CATE estimators using IPW and DR pseudo-outcomes

Simulated outcome: $ Y = \frac{1}{d}\sum_{i=1}^{d}X_{i} + \epsilon, \text{where}\ \epsilon \sim N(0,0.5)$

Simulated treatment assignment: $ logit(pt) = \alpha\sum_{i=1}^{d}X_{i}$

Covariates: $X \sim N(0,I), \text{where}\ I$ is the identity matrix

In this simulation we vary $\alpha \in \{0,0.2,0.4,0.6\} $ and plot the RMSE of CATE w.r.t. $\alpha$

In [None]:
import numpy as np
from src.synthetic_data import ex2_sample
from src.cate_learners import PseudoDRLearner,PseudoIPWLearner
from src.plots import create_boxplot
import numpy as np
import matplotlib.pyplot as plt

'''
Simulation setup
'''
seed = 1 # for reproducibility
r = 100 # number of simulations
d = 5 # number of covariates
k = 2 # number of folds for cross-fitting 
alpha = np.arange(0,0.8,0.2)
sample_size = 5000 # sample size used for training
num_test = 1000 # sample size used for testing
np.random.seed(seed)

In [None]:
'''
Generate one dataset per value of the coefficient and plot p(T=1)
'''
all_pt_values = []
for i in range(len(alpha)):
    dataset = ex2_sample(sample_size,d,alpha[i])
    all_pt_values.append(dataset['pt'])

bins = np.arange(0,1.05,0.05)
fig,ax = plt.subplots(ncols=len(alpha),figsize=(4*len(alpha),4))
for i in range(len(alpha)):
    ax[i].hist(all_pt_values[i],bins=bins)
    ax[i].set_title(f"min = {np.min(all_pt_values[i]):.2f}, max = {np.max(all_pt_values[i]):.2f}")
fig.tight_layout()


In [None]:
'''
Run simulation
'''
dr_cate = []
ipw_cate = []
true_ite = []
for i in range(len(alpha)):
    print(f"Running simulation using strength = {alpha[i]:.2f}...")
    dr_cate_i = np.zeros([r,num_test])
    ipw_cate_i = np.zeros([r,num_test])
    ite_i = np.zeros([r,num_test])
    for j in range(r):
        data_train = ex2_sample(sample_size,d,alpha[i])
        data_test = ex2_sample(num_test,d,alpha[i])

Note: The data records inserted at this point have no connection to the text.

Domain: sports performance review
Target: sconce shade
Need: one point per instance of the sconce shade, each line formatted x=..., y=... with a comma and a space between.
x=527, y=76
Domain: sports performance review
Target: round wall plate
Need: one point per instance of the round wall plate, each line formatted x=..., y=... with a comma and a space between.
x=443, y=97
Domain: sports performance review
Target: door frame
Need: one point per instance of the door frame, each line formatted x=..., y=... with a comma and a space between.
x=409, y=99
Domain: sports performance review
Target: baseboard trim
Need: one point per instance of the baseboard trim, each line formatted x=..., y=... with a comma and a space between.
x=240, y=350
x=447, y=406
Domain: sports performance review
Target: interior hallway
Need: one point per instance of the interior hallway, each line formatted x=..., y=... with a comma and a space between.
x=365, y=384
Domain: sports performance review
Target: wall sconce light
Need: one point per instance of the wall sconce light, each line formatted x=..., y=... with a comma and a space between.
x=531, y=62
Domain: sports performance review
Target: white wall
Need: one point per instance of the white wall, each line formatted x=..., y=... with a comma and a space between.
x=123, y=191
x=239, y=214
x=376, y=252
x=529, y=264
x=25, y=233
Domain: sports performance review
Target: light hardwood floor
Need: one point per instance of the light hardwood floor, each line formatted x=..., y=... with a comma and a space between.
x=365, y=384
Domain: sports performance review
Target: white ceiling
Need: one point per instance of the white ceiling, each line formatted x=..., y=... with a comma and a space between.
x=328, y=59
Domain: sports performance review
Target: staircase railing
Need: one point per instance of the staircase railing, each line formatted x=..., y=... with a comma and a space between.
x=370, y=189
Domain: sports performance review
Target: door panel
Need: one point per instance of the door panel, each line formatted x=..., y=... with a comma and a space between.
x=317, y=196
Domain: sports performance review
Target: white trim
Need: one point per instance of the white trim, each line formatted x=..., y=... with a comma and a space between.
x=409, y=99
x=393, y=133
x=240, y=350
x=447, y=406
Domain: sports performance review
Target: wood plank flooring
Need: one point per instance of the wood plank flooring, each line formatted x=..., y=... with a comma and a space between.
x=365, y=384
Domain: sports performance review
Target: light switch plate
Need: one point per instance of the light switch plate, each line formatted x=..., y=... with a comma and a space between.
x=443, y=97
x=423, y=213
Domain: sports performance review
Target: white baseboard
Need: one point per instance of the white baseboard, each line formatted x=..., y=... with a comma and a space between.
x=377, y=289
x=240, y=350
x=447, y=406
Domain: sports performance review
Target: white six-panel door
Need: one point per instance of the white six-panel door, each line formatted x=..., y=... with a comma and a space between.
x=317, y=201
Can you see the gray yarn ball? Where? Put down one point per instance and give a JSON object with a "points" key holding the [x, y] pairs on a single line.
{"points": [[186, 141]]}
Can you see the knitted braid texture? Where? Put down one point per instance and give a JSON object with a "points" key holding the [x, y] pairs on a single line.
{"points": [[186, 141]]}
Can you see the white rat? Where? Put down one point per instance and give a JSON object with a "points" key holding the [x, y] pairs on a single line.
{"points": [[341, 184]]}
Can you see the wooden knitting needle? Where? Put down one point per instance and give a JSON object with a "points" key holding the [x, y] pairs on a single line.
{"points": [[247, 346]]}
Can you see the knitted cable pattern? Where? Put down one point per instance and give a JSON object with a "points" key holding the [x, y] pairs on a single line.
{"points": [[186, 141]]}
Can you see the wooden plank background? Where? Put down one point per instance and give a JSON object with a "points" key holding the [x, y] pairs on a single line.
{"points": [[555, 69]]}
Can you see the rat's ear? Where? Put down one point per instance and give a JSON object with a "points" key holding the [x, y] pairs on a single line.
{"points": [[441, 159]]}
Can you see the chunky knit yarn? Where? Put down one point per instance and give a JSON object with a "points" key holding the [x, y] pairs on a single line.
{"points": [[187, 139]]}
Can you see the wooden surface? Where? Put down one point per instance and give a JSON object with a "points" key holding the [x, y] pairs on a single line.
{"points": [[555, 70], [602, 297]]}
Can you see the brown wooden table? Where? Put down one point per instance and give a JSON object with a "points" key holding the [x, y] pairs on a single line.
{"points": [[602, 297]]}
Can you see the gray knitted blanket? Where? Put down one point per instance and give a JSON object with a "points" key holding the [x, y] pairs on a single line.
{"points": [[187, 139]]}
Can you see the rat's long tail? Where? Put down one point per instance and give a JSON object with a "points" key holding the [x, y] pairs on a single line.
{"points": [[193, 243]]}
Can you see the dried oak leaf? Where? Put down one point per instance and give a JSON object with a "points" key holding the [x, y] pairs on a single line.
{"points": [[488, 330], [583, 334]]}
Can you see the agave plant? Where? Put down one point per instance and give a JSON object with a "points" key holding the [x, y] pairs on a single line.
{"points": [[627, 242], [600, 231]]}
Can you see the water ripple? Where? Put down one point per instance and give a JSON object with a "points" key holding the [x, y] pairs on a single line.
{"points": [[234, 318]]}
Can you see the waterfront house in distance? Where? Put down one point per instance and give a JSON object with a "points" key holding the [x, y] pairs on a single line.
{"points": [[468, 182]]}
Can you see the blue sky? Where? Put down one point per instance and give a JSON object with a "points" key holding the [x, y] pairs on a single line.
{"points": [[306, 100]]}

        dr_model = PseudoDRLearner(k,seed)
        dr_model.train(data_train['x'],data_train['y'],data_train['t'])
        dr_cate_i[j,:] = dr_model.predict(data_test['x'])
        ite_i[j,:] = data_test['ite']

        ipw_model = PseudoIPWLearner(k,seed)
        ipw_model.train(data_train['x'],data_train['y'],data_train['t'])
        ipw_cate_i[j,:] = ipw_model.predict(data_test['x'])

    dr_cate.append(dr_cate_i)
    ipw_cate.append(ipw_cate_i)
    true_ite.append(ite_i)

In [None]:
'''
Plot RMSE of CATE
'''
cate_dr = np.zeros([len(alpha),r])
cate_ipw = np.zeros([len(alpha),r])
cate_outcome = np.zeros([len(alpha),r])
for i in range(len(alpha)):
    cate_dr[i,:] = np.sqrt(np.mean(np.square(dr_cate[i]-true_ite[i]),1))
    cate_ipw[i,:] = np.sqrt(np.mean(np.square(ipw_cate[i]-true_ite[i]),1))

CATE_est_names = ["DR","IPW"]
CATE_est = [cate_dr,cate_ipw]
alpha_str = ["{:.2f}".format(a) for a in alpha]
create_boxplot(CATE_est,CATE_est_names,alpha_str,x_lab=r"$\alpha$",y_lab="RMSE",ref=None)